|I love everything about this picture.|
Take the fact that we saw a hearse with a casket in it go through the drive-thru at a fast food joint. Was this the final wish of the deceased? Did the rest of the funeral attendants know about this detour? I don't know if anyone was in the casket, of course (I'm hoping there wasn't); maybe it was just for show. Which begs the question: who would the driver be wanting to impress? Was this their form of advertising? I couldn't figure out why they just wouldn't close the little curtains so people wouldn't ask that sort of thing, but I'm guessing that he just really didn't give a shit. And that's probably closer to reality than any kind of rationalization could be.
Then a few minutes later, this bizarrely specific theme of death continued when we saw a ridiculously long funeral motorcade pull into what we thought was a cemetery, but as we drove past the entrance ten minutes afterward (seriously, it was a loooooooong line), we saw that there was only a barn and a little house. Somehow, the line of cars was disappearing into this barn, which appeared to be closed on the other side, and I was like, "ZOMG, it's a Mary Poppins barn!" and Three was certain that a quantum pathway to a different dimension was inside. That just goes to show how differently our minds work. I guess it's not so strange to think that someone would want to be buried on their property, but personally, I'd be a little weirded out if I knew that Grandpappy Jones' body was rotting out next to the garden. And then I'd stock up on zombie-killing supplies, just in case.
|This is Grandmamma Jones, in case you were wondering.|
As we puttered along our way***, I was noticing how cute and quaint the little town we were passing through was. Adorable little houses, a few trailers with silly lawn embellishments, a swing set with children playing around it, a gutted deer hanging from a tree ... I did a double-take to make sure that this wasn't a leftover Halloween display, although it had been, like, two weeks. But nope, I was right the first time: there was a dead buck, spreadeagled and innards-less, dangling from a thick branch of a tree out in the front yard.
It sent me on this flashback to before Three and I were married, and he was basically living at our house. I had just grabbed my to-go coffee and had pushed the button that opened the garage door, which slowly rose to reveal my dad, elbow deep in the belly of a deer. Three was just standing there, sipping on his own cup of steaming hot coffee and talking to my father like you do when there's a dead deer in your driveway.
|This would have been my reaction if I were my dad, but I'm not.|
Both of them found my wide-eyed stare hilarious and, to be honest, I was more annoyed that the scene was playing out right in front of my damned car and I had an hour to drive to get to work. But it was not what I expected to see at 5A on a weekday.

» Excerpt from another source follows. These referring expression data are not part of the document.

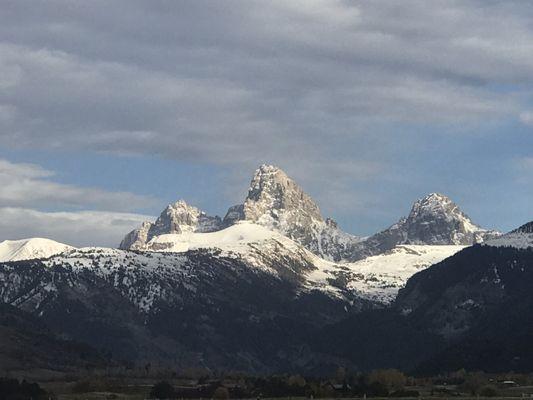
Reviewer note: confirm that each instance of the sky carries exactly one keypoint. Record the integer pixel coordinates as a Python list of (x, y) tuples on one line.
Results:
[(111, 110)]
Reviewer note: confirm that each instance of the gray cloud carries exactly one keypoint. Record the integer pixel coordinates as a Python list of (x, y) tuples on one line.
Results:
[(84, 228), (309, 85), (29, 185)]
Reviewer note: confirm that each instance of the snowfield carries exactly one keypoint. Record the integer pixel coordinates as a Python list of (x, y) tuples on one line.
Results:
[(27, 249), (143, 275)]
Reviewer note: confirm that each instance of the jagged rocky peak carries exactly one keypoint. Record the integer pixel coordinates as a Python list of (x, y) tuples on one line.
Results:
[(137, 238), (235, 213), (272, 193), (178, 217), (181, 217), (433, 220), (526, 228), (436, 219)]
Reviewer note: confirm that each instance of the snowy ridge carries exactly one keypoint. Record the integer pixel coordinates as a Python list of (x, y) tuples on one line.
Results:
[(379, 278), (521, 238), (27, 249)]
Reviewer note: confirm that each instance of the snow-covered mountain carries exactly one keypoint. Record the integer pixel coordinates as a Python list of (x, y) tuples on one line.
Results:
[(520, 238), (179, 217), (375, 279), (208, 297), (274, 201), (27, 249), (433, 220), (273, 271)]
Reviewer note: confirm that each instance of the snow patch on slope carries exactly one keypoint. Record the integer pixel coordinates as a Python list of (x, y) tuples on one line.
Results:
[(27, 249), (379, 278)]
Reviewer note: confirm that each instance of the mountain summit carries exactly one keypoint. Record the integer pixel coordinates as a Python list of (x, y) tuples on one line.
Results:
[(274, 201), (277, 202), (433, 220), (178, 217)]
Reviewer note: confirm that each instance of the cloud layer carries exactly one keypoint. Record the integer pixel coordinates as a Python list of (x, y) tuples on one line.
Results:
[(80, 229), (29, 185), (341, 94)]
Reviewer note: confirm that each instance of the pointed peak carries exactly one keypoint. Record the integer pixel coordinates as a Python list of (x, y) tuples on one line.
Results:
[(434, 198), (526, 228), (268, 172)]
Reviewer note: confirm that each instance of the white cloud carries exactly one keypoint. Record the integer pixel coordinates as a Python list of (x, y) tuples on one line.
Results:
[(30, 185), (84, 228)]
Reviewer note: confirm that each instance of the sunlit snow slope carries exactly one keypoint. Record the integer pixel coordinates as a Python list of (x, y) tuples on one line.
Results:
[(27, 249)]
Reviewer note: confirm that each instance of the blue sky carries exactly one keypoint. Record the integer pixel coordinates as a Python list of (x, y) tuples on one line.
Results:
[(108, 112)]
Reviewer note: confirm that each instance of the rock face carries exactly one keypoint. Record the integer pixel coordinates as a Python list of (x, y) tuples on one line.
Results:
[(275, 201), (175, 218), (433, 220)]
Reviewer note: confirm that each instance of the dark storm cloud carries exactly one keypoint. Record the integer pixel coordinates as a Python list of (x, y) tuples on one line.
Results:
[(242, 82)]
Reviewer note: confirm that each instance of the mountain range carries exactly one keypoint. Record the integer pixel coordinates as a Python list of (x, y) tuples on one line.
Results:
[(275, 286)]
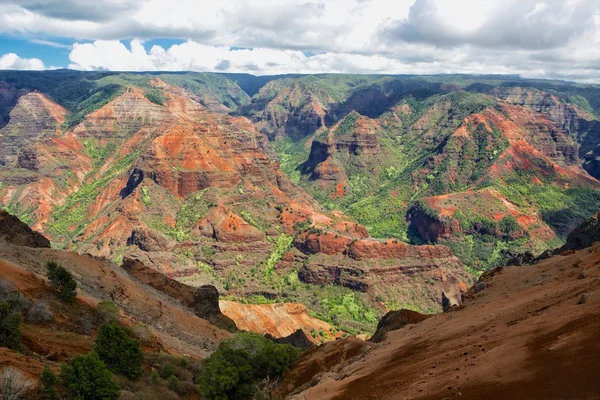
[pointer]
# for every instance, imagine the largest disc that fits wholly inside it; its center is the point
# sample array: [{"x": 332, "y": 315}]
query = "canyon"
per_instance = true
[{"x": 314, "y": 210}]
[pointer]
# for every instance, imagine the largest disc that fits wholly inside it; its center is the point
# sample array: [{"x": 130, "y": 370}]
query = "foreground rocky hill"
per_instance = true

Anyway, I tried to shrug off the idea that the three major things I'd seen on our little trek out to Nowhere were centered around dying and instead focused on the hilarity of the redneck aspects of the situation. I mean, who does that? It's not like the house didn't have any trees in the backyard that could have been used for deer hanging. Three mentioned that it could have been a decoration for Thanksgiving, although I was quick to discount that because Thanksgiving is a traditional holiday that involves 1) turkeys, pumpkins, sweet potatoes, and hams, not deer, and 2) Native Americans getting screwed over and sent to reservations because AMERICA. He wasn't sure what to do with number two, since it really had nothing to do with dead deer at least in a literal sense, so he just conceded that he was probably wrong.
I was terrified at what I would see next. Would I see someone actually in the act of killing something? Would the car we were currently driving become sentient and, in attempts to avoid us buying a new car, start trying to run over country pedestrians? Or, you know, dogs?
|It's much worse to run over the cuteness that is a puppeh. And Chiquita would totally not even care, that heartless betch.|
Thankfully, the next crazy thing we witnessed was a guy having a fight with a traffic cone and losing****. It was simultaneously the most hilarious and most anticlimactic event we saw that day. But at least it didn't end with the traffic cone killing the dude. I hope.
* I lived for one year in each Savoy, IL, and Mesa, AZ and I don't really have a lot of memories of either. My most vivid memory of Illinois was when my sister and I were having a snow fight with my dad and I accused him of cheating because he was using a snow shovel against his two daughters, both of which were under six years old. I remember stories about Arizona but my only real recollection is that it was bad to go barefoot outside in the summer.
** It also bears the distinction of being located on the geographic center of the state, which yay?
*** Yes, puttered. That's the noise that Chiquita makes when she knows we're searching for a car to replace her, okay?
**** So he kicked it over accidentally and was trying to set it back up with his foot. Well, that failed and it fell to the side. He tripped over the cone as he was trying to pick it back up and, after he set it upright, it fell over again because ... I don't know, gravity? The cone hates him?? He caught it with his foot and then tried to straighten it out, it fell down again. He tried five more times to set this cone up and each time, he failed miserably. He gave up and walked away, flipping the cone the bird. Three and I just could not stop laughing.